Sounds delicious  My first thought is a crisp green salad with cucumbers and a creamy vinaigrette and crusty bread for sopping up the juices.


----------



## salt and pepper (Jul 8, 2013)

Ice cold seafood salad?


----------



## Hank H (Jul 8, 2013)

It looks kind of light so maybe you can go a little heavy on the appetizer.  How about a savory puff pastry, rare beef or beef short ribs maybe with polenta, or maybe meatballs with an asian influence. 

Great looking main course!


----------



## smoke (Jul 8, 2013)

Could anyone recommend a good wine to go with the entree? Not sure if I should make a thread for it or not.


----------



## merstar (Jul 8, 2013)

smoke said:


> Could anyone recommend a good wine to go with the entree? Not sure if I should make a thread for it or not.

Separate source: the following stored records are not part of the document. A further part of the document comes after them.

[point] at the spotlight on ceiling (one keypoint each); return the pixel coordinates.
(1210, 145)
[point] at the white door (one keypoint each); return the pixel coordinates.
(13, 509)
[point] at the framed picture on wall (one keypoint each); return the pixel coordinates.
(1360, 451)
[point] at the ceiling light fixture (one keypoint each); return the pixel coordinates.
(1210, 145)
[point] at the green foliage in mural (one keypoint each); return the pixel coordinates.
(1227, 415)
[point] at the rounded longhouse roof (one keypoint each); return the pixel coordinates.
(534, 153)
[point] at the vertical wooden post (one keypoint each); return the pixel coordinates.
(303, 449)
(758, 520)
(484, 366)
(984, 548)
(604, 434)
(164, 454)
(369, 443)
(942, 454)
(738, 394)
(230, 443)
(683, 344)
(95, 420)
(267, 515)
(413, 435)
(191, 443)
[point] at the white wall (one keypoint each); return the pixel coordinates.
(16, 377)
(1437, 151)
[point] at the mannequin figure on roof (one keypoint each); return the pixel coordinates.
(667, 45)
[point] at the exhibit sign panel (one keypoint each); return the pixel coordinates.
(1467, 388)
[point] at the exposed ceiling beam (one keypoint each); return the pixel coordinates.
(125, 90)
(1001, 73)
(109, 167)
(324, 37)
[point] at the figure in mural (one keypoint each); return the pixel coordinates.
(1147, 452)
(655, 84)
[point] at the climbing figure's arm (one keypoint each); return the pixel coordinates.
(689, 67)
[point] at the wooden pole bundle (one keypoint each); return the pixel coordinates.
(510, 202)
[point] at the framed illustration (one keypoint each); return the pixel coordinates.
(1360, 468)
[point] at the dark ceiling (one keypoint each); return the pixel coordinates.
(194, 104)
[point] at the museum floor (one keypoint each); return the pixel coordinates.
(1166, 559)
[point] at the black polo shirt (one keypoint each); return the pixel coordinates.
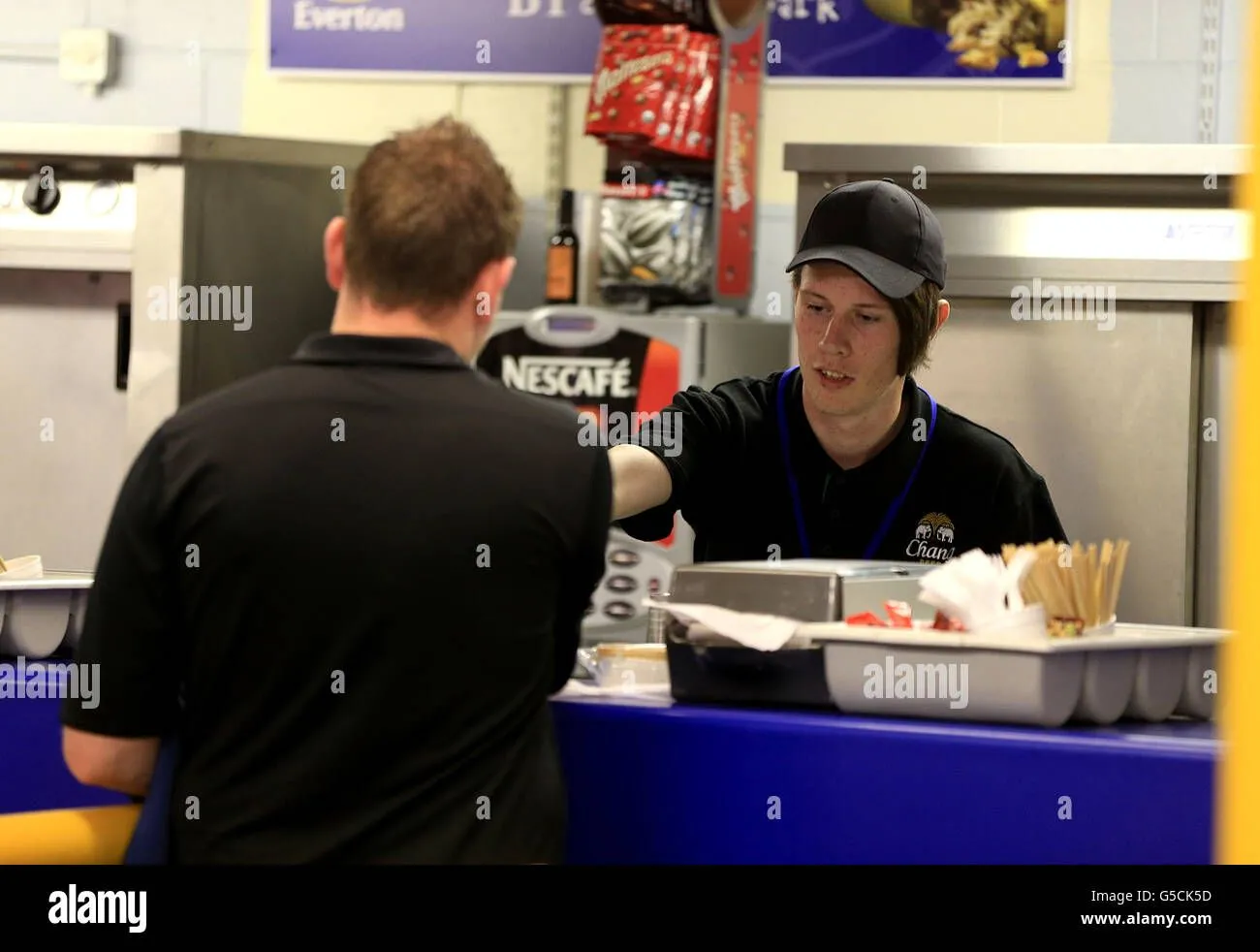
(730, 482)
(366, 569)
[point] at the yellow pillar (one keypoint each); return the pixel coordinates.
(1238, 826)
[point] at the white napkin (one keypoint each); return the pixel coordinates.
(977, 589)
(751, 630)
(24, 567)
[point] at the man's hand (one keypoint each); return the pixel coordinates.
(641, 481)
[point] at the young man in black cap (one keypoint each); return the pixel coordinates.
(843, 457)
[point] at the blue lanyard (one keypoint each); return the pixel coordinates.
(781, 407)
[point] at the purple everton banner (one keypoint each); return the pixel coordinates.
(906, 42)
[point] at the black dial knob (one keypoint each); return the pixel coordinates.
(42, 194)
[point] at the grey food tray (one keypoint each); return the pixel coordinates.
(38, 616)
(1139, 672)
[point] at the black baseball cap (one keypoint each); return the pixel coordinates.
(880, 230)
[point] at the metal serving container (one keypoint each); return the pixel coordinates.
(806, 589)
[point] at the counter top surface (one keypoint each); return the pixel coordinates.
(1182, 737)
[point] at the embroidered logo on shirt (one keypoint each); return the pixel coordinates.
(933, 539)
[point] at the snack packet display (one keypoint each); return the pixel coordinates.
(656, 238)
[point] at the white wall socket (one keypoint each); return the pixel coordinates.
(86, 57)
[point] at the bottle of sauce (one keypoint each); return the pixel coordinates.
(562, 256)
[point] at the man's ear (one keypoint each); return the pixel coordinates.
(334, 254)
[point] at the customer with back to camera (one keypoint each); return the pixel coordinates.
(394, 556)
(845, 456)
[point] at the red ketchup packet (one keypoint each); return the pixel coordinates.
(944, 623)
(898, 615)
(867, 618)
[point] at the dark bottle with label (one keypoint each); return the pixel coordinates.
(562, 256)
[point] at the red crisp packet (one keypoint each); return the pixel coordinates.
(667, 135)
(678, 100)
(898, 615)
(651, 89)
(701, 122)
(629, 58)
(867, 618)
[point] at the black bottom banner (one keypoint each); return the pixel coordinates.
(130, 904)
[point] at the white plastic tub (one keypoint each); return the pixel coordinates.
(1017, 675)
(36, 613)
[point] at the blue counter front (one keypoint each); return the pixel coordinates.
(678, 783)
(651, 782)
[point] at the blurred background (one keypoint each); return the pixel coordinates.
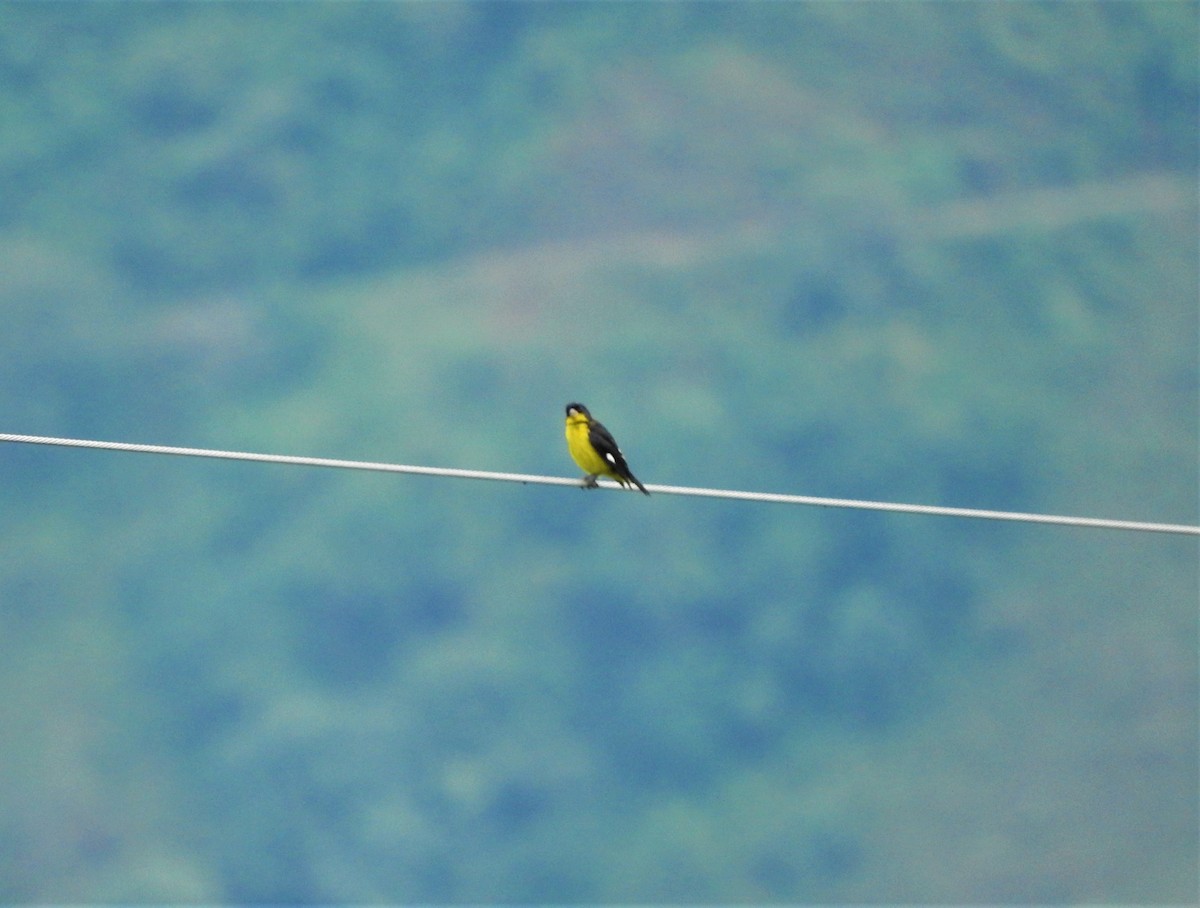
(941, 253)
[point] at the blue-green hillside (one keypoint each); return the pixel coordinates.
(935, 253)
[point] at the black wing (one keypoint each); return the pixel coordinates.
(606, 446)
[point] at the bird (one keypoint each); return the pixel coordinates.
(594, 449)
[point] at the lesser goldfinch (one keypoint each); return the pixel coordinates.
(594, 449)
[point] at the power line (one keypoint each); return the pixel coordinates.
(528, 479)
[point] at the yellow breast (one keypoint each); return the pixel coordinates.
(581, 449)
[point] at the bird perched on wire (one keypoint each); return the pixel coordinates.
(594, 449)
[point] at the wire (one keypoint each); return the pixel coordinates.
(527, 479)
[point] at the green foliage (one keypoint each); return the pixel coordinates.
(939, 253)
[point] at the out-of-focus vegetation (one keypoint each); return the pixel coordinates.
(924, 252)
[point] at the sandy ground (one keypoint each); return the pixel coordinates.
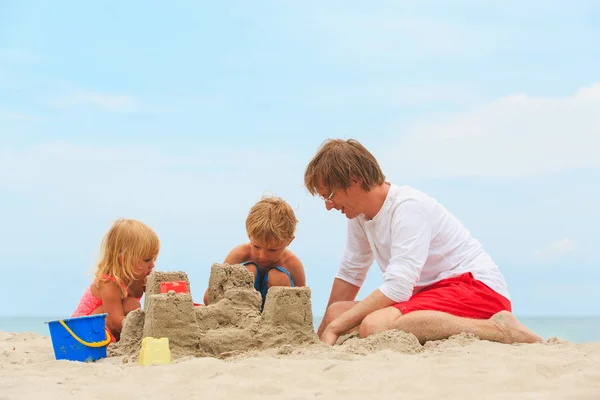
(390, 365)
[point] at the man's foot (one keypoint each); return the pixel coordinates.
(512, 331)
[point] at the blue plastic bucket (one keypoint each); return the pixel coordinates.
(86, 341)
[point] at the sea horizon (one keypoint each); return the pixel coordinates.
(576, 329)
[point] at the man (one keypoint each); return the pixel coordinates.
(438, 280)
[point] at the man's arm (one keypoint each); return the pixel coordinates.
(340, 291)
(410, 242)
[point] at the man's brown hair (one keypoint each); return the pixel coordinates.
(338, 162)
(272, 221)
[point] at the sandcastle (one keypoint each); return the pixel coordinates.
(232, 323)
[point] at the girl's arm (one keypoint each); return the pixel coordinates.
(112, 302)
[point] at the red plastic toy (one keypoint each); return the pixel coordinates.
(177, 287)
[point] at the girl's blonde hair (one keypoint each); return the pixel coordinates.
(126, 244)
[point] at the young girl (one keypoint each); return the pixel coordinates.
(128, 253)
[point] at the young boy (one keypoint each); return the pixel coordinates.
(271, 224)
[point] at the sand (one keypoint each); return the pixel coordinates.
(391, 365)
(230, 349)
(231, 324)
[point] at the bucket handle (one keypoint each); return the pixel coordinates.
(83, 342)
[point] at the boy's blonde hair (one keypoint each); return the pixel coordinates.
(272, 221)
(338, 162)
(126, 244)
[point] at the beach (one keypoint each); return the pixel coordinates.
(231, 348)
(392, 365)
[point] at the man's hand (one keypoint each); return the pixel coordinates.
(329, 336)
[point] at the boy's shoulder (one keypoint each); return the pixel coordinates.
(289, 259)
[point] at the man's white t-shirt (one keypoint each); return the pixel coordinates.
(416, 243)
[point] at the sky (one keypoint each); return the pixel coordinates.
(184, 115)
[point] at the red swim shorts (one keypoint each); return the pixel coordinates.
(463, 296)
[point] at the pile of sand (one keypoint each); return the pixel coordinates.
(231, 324)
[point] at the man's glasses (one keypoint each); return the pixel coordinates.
(328, 198)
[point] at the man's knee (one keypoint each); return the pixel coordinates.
(278, 278)
(379, 321)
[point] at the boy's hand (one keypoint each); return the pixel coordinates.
(329, 336)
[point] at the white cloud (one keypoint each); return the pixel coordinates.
(555, 249)
(17, 56)
(114, 102)
(11, 115)
(514, 136)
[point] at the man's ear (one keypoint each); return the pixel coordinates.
(356, 180)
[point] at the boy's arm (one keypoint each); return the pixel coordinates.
(296, 269)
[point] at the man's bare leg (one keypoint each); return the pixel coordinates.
(502, 327)
(334, 311)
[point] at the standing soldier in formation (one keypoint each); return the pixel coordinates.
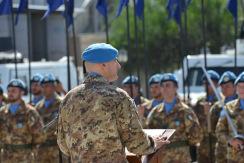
(48, 109)
(98, 120)
(156, 94)
(20, 126)
(36, 89)
(173, 113)
(235, 108)
(2, 98)
(131, 85)
(226, 83)
(202, 108)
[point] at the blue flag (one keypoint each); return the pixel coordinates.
(23, 4)
(139, 8)
(102, 7)
(68, 14)
(5, 7)
(232, 7)
(122, 4)
(53, 5)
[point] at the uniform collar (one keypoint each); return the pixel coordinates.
(95, 77)
(242, 104)
(230, 98)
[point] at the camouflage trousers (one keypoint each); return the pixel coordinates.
(220, 153)
(235, 156)
(47, 154)
(204, 153)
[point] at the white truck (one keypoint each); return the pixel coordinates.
(193, 72)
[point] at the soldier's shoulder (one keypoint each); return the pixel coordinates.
(232, 104)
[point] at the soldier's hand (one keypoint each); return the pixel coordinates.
(141, 110)
(206, 107)
(159, 141)
(236, 144)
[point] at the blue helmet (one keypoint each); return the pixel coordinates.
(37, 78)
(99, 53)
(169, 77)
(227, 76)
(131, 80)
(155, 79)
(212, 74)
(240, 78)
(17, 83)
(48, 78)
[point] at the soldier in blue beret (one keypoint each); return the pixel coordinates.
(202, 110)
(224, 134)
(174, 113)
(226, 82)
(36, 88)
(131, 85)
(3, 99)
(97, 119)
(156, 94)
(48, 108)
(20, 126)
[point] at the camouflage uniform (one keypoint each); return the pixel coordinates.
(220, 149)
(224, 132)
(97, 121)
(203, 155)
(49, 151)
(188, 131)
(19, 133)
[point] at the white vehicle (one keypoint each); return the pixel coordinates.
(58, 68)
(217, 62)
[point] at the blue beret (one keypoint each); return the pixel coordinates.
(131, 80)
(17, 83)
(37, 78)
(240, 78)
(227, 76)
(99, 53)
(212, 74)
(155, 79)
(48, 78)
(169, 77)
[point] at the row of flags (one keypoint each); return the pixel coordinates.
(174, 8)
(6, 8)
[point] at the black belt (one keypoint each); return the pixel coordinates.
(177, 144)
(49, 143)
(17, 146)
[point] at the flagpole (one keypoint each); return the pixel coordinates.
(235, 38)
(145, 49)
(29, 47)
(75, 52)
(181, 35)
(136, 48)
(106, 27)
(128, 43)
(14, 41)
(204, 33)
(67, 45)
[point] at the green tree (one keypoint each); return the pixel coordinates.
(162, 35)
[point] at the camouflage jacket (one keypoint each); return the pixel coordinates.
(188, 131)
(224, 132)
(21, 128)
(97, 121)
(202, 117)
(48, 114)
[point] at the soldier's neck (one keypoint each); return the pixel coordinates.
(169, 99)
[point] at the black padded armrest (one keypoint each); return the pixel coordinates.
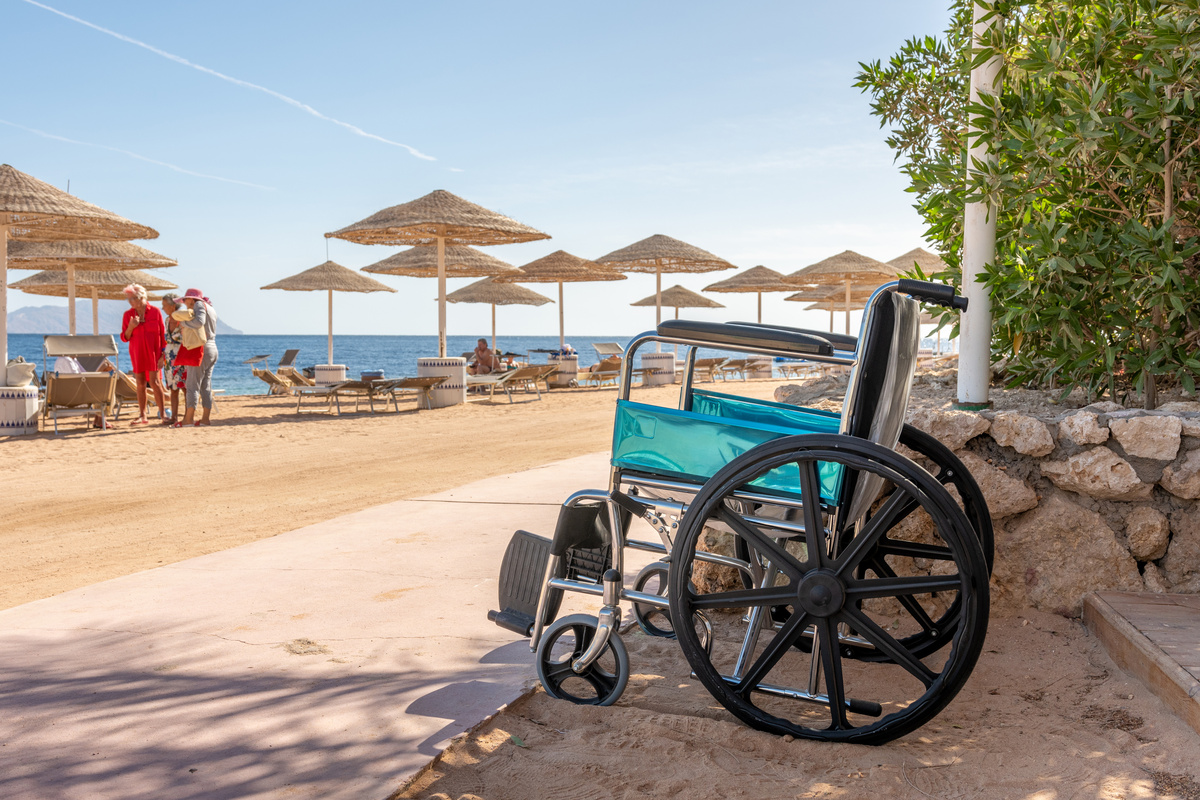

Sauvignon Blanc (my preference), or Chardonnay. 
My recommendations: Monkey Bay Sauvignon Blanc or J. Lohr Chardonnay Riverstone.


----------



## merstar (Jul 8, 2013)

smoke said:


> We are having a dinner party soon and want to make this for the entree:
> 
> 
> Bay Scallop Gratin Recipe : Ina Garten : Recipes : Food Network
> ...



A few ideas:

Saffron Mussels (I use 3 lbs mussels and 2 Tbsp butter):
Saffron mussels - Chatelaine

Stuffed Mushrooms with Bacon and Garlic (haven't tried this yet, but it's from a very reliable source/excellent cook):
Eat@ Recipe Swap & Recipes :

This would be good if you're going to use the grill:
Tuscan-Style Grilled Vegetables with Aioli 
http://www.care2.com/channels/solutions/food/784

For a salad, I would do a simple green salad with a vinaigrette.


----------